A inteligência artificial já faz parte do dia a dia, mas o uso intensivo de dados pessoais levanta alertas importantes sobre privacidade

Gostando ou não, a inteligência artificial faz parte do nosso dia a dia. Muitos dispositivos já vêm equipados com IA e utilizam algoritmos de aprendizado de máquina para entender como você os usa, acompanhar seu desempenho em tempo real e até oferecer sugestões personalizadas.
Além disso, processos como a extração de dados com IA permitem que sistemas automatizem a leitura, interpretação e organização de grandes volumes de informações, inclusive a partir de documentos como PDFs, formulários e registros digitais.
Seja ao fazer uma pergunta ao ChatGPT ou ao Microsoft Copilot, seja ao acompanhar suas atividades físicas com um smartwatch, muita gente já interage com sistemas de IA diariamente.
Embora essas tecnologias possam facilitar bastante a vida, também levantam questões importantes sobre privacidade.

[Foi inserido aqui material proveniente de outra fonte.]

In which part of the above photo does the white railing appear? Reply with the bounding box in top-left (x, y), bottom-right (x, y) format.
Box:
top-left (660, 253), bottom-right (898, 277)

Elas costumam coletar grandes volumes de dados – muitas vezes sem que o usuário perceba que está sendo monitorado.
A IA generativa, por exemplo, precisa de enormes quantidades de dados para conseguir criar novos conteúdos. Já a IA preditiva usa suas informações pessoais para prever comportamentos, como estimar se você vai bater sua meta diária de passos ou sugerir filmes que você possa gostar. Ambas se alimentam dos seus dados.
Assistentes como ChatGPT e Gemini registram tudo o que você digita. Cada pergunta, resposta ou comando é armazenado, analisado e usado para melhorar o sistema.
A política de privacidade da OpenAI afirma: “podemos usar o conteúdo que você fornece para aprimorar nossos serviços, por exemplo, treinando os modelos que alimentam o ChatGPT”. Mesmo sendo possível desativar essa opção, a empresa ainda coleta e armazena seus dados pessoais.
Muitas delas garantem que esses dados são anônimos – ou seja, não estão diretamente associados a você. Mas sempre existe o risco de que essas informações possam ser reidentificadas.
IA preditiva
Além da IA generativa, redes sociais também usam inteligência artificial preditiva para analisar o comportamento dos usuários. Curtidas, comentários, fotos, vídeos e tempo de visualização – tudo isso se transforma em dados que ajudam a traçar um perfil digital de cada pessoa.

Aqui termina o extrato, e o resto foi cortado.